AFP — Each time Maria, an Indian care worker living in Israel, goes shopping she is consumed by fears of bringing the coronavirus into the home of the 91-year-old woman she looks after.
Maria is among tens of thousands of foreigners, mostly women from India and the Philippines, who care for Israel’s elderly population, often while facing a precarious immigration status.
In normal times, they hardly stand out on Israel’s busy streets lugging cumbersome bags of groceries or doing other daily tasks.
But as the virus has spread, foreign domestic workers have emerged as essential frontline caregivers.
Some faced expulsion to their home countries over visa violations before the crisis. None are known to have been repatriated since the pandemic began.

In a telephone interview before a visit to the grocery store, Maria, 31, said she was “terrified of catching the virus and passing it on.”
The woman she looks after in Jerusalem has severe Alzheimer’s.
During the call she occasionally had to raise her voice to be heard above the inarticulate cries audible in the background.
“I used to be able to go out for half an hour when one of her (six) children visited,” said Maria, who has lived in Israel for 11 years, and asked that her last name be withheld.
“But they all live outside Jerusalem, so they can’t even help me with the shopping. I’m completely alone with her,” she added.
“Between her screams and confinement, sometimes I feel like I am going crazy.”

Israel has recorded more than 14,300 cases of the novel coronavirus, including more than 190 deaths. The vast majority of fatalities have been among people above 70 years old.
While support for the elderly has become an urgent priority during the pandemic, working conditions for domestic caregivers like Maria have suffered, said Meytal Russo of the Kav La’oved organization that protects the rights of foreign workers in Israel.
“We receive a lot of distress calls from domestic support workers, especially those working with elderly people who need a lot of care,” she said.
With relatives unable to visit and offer assistance because of coronavirus restrictions, domestic helpers “are effectively working nonstop,” she added.
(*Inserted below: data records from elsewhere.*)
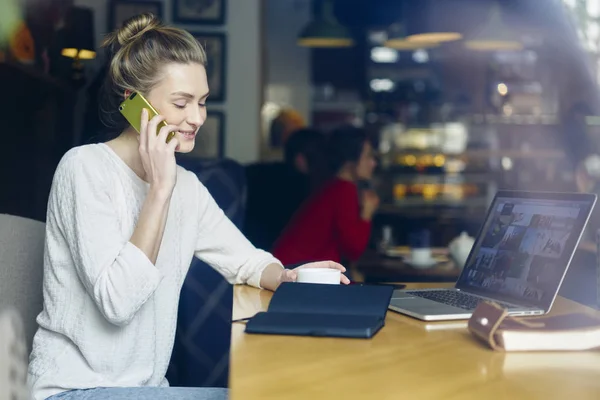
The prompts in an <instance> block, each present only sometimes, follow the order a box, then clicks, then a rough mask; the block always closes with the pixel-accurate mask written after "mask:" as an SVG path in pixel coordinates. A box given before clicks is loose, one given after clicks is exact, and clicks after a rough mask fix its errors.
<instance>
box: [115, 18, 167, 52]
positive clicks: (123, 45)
mask: <svg viewBox="0 0 600 400" xmlns="http://www.w3.org/2000/svg"><path fill="white" fill-rule="evenodd" d="M159 26H160V20H159V19H158V18H157V17H156V16H155V15H154V14H152V13H143V14H139V15H136V16H133V17H131V18H129V19H127V20H125V21H124V22H123V25H122V26H121V28H119V29H118V30H117V41H118V42H119V45H120V46H125V45H126V44H128V43H131V42H133V41H134V40H136V39H137V38H139V37H140V36H142V35H143V34H144V33H146V32H148V31H150V30H152V29H155V28H157V27H159Z"/></svg>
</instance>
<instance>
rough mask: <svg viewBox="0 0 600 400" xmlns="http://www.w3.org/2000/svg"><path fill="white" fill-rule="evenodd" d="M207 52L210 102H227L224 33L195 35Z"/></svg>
mask: <svg viewBox="0 0 600 400" xmlns="http://www.w3.org/2000/svg"><path fill="white" fill-rule="evenodd" d="M192 35H194V37H195V38H196V39H197V40H198V42H200V44H201V45H202V47H204V50H205V51H206V58H207V64H208V65H207V66H206V74H207V76H208V88H209V90H210V96H209V97H208V101H209V102H213V101H224V100H225V83H226V66H227V39H226V37H225V34H223V33H194V32H192Z"/></svg>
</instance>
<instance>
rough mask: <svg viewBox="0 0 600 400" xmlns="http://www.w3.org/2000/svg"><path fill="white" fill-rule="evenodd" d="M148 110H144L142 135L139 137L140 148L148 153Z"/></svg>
mask: <svg viewBox="0 0 600 400" xmlns="http://www.w3.org/2000/svg"><path fill="white" fill-rule="evenodd" d="M147 131H148V110H146V109H145V108H144V109H143V110H142V116H141V121H140V134H139V135H138V139H139V141H140V148H141V149H143V150H144V151H146V150H147V149H148V138H147V136H146V135H147V133H146V132H147Z"/></svg>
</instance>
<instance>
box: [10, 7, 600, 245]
mask: <svg viewBox="0 0 600 400" xmlns="http://www.w3.org/2000/svg"><path fill="white" fill-rule="evenodd" d="M143 11H152V12H154V13H155V14H157V15H159V16H160V17H161V18H162V19H163V21H165V22H167V23H171V24H174V25H176V26H180V27H183V28H185V29H187V30H189V31H190V32H192V33H193V34H194V35H195V36H196V37H198V39H199V40H200V41H201V42H202V43H203V44H205V46H206V48H207V51H208V53H209V60H210V62H209V71H208V72H209V84H210V86H211V92H212V94H211V96H212V99H211V101H210V102H209V108H208V109H209V115H208V120H207V122H206V124H205V126H204V127H203V128H202V134H201V135H200V137H199V139H198V140H199V141H200V145H199V146H197V147H198V151H197V152H195V153H194V154H192V155H191V157H196V158H198V159H203V160H205V159H213V160H219V159H230V160H233V161H235V162H237V163H239V164H240V165H242V166H243V167H244V168H252V167H254V166H257V165H267V164H268V165H273V164H277V163H281V162H282V160H283V158H284V149H285V144H286V140H287V137H288V136H289V135H290V132H292V131H293V130H295V129H297V128H303V127H310V128H314V129H318V130H321V131H323V132H325V133H326V132H328V131H330V130H331V129H334V128H336V127H338V126H341V125H346V124H352V125H354V126H357V127H362V128H364V129H365V130H366V131H367V132H368V135H369V137H370V139H371V140H372V142H373V144H374V148H375V150H376V157H377V161H378V165H377V169H376V171H375V177H374V179H373V181H372V182H370V183H369V185H370V187H372V188H373V189H374V190H375V191H376V192H377V195H378V196H379V198H380V206H379V208H378V211H377V213H376V215H375V217H374V220H373V229H372V242H373V243H377V242H378V241H379V240H381V235H382V232H383V231H384V229H383V228H384V227H389V228H387V229H391V230H392V231H393V235H394V240H395V241H396V242H397V244H403V243H406V242H407V235H408V233H409V232H410V231H411V230H413V228H414V227H426V228H427V229H429V230H430V231H431V232H432V235H431V237H432V246H446V245H447V244H448V242H449V241H450V240H451V239H452V238H453V237H455V236H457V235H458V234H460V233H461V232H462V231H466V232H468V233H469V234H470V235H472V236H474V235H476V234H477V231H478V229H479V227H480V224H481V222H482V221H483V219H484V217H485V211H486V208H487V207H488V205H489V203H490V200H491V198H492V197H493V195H494V193H495V192H496V190H498V189H500V188H506V189H528V190H551V191H565V190H569V191H571V190H577V187H576V185H575V169H576V166H577V165H578V164H579V163H580V162H582V161H583V157H584V156H587V155H588V154H587V153H586V154H585V155H582V153H581V148H578V145H580V144H581V143H584V139H585V140H589V142H585V143H592V144H593V143H595V140H596V138H597V137H598V133H599V132H600V131H599V127H598V124H600V119H598V118H596V117H595V115H596V114H598V106H599V102H598V100H599V96H598V79H599V77H600V71H599V68H598V67H599V66H600V57H599V51H600V1H599V0H419V1H414V0H412V1H411V0H402V1H401V0H335V1H334V0H227V1H226V0H165V1H133V0H75V1H73V0H4V1H3V2H2V4H1V5H0V15H1V17H0V23H1V25H0V49H1V52H0V53H1V55H0V57H1V58H0V59H1V62H0V88H1V90H2V94H3V96H2V97H1V100H0V121H2V124H1V131H2V136H3V142H2V145H1V146H0V151H1V152H2V155H1V156H0V163H1V167H0V182H2V191H1V193H2V195H1V196H0V212H2V213H11V214H16V215H22V216H26V217H29V218H33V219H38V220H44V218H45V209H46V201H47V196H48V192H49V189H50V184H51V179H52V175H53V172H54V169H55V168H56V165H57V163H58V161H59V160H60V158H61V156H62V155H63V154H64V153H65V152H66V151H67V150H68V149H69V148H71V147H73V146H78V145H82V144H86V143H90V142H94V141H99V140H101V138H102V137H103V136H102V135H103V134H104V133H105V132H104V128H103V127H102V124H101V123H100V121H99V119H98V114H97V98H98V89H99V86H100V84H101V82H102V79H103V77H104V69H103V67H104V65H105V62H106V59H105V57H104V54H103V52H102V51H101V49H100V48H99V44H100V42H101V40H102V37H103V35H104V34H105V33H106V32H108V31H109V30H112V29H114V28H115V27H118V26H119V24H120V23H121V22H122V21H123V20H124V19H125V18H127V17H129V16H131V15H134V14H137V13H139V12H143ZM582 138H584V139H582ZM579 147H581V146H579ZM584 147H585V149H586V150H589V149H591V148H590V145H589V144H587V145H585V146H584ZM588 152H589V151H588ZM252 179H253V178H252ZM252 179H251V178H249V179H248V181H247V182H246V184H247V185H248V188H247V190H248V192H249V193H250V192H252V185H253V181H252ZM256 185H258V183H257V184H256ZM267 187H268V186H267ZM263 188H264V186H263ZM261 190H262V189H261ZM269 190H270V191H272V192H276V191H277V184H276V182H271V186H270V189H269ZM261 193H263V195H264V196H265V197H268V196H270V194H269V191H268V190H267V192H264V191H261ZM248 229H250V228H248ZM374 245H375V244H374ZM267 247H268V246H267Z"/></svg>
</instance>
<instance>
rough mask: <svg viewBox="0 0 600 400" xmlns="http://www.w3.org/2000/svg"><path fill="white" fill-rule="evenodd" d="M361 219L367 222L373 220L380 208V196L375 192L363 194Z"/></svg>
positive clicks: (366, 192)
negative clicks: (379, 200) (373, 217)
mask: <svg viewBox="0 0 600 400" xmlns="http://www.w3.org/2000/svg"><path fill="white" fill-rule="evenodd" d="M361 206H362V210H361V217H362V219H364V220H366V221H370V220H371V219H372V218H373V214H375V211H376V210H377V208H378V207H379V196H377V193H375V192H374V191H373V190H363V191H362V193H361Z"/></svg>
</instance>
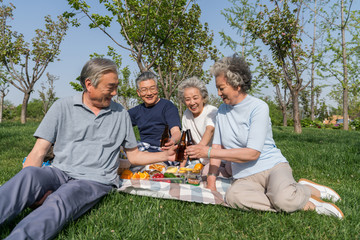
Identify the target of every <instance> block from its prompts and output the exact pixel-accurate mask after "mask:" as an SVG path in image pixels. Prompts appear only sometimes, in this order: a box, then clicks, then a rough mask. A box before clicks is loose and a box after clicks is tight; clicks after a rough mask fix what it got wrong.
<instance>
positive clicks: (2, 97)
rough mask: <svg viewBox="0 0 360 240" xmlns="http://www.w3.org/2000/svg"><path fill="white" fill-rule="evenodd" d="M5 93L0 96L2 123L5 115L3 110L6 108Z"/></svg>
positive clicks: (1, 119)
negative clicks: (4, 104) (4, 93)
mask: <svg viewBox="0 0 360 240" xmlns="http://www.w3.org/2000/svg"><path fill="white" fill-rule="evenodd" d="M4 98H5V96H4V94H1V96H0V123H2V116H3V110H4Z"/></svg>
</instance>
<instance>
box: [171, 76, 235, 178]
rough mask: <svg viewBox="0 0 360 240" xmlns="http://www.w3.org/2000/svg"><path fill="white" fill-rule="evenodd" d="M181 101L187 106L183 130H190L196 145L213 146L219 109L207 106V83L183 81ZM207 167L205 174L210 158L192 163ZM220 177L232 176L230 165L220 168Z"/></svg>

Such unregulated working conditions are at odds with the strict residency rules Israel imposes on domestic workers.
The bureaucratic difficulty of extending a work permit beyond five years — even if their employer continues to need their services — means that many stay on illegally.
In many cases, having a baby in Israel also amounts to a work visa violation.
According to the organization United Children of Israel, some 600 families were threatened with expulsion earlier this year before the pandemic, after delivering babies in the country in violation of their permits.
Expulsions have been suspended amid the virus outbreak, but so too have trips home to see family — rare visits often planned months in advance.

Francis Vaz, a 37-year-old Indian caregiver on the outskirts of Jerusalem, jumps on his phone each night as soon as the nonagenarian he cares for goes to bed.
“The hardest part of this crisis is not knowing when I will see my two-and-a-half-year-old daughter and wife again,” he said.
“I was thinking of going to see them in December for Christmas. Now I don’t know anymore.”
On top of fears of infecting those they care for and longing for family, some are struggling with concerns that relatives at home may contract the virus.
“I think about it all the time and I’m scared,” said a 40-year-old Filipino caregiver who works in Jerusalem and preferred her name be withheld.
“I’m afraid of catching the virus, afraid of transmitting it to the elderly woman I look after and afraid for my husband and two teenage sons under confinement in Manila.”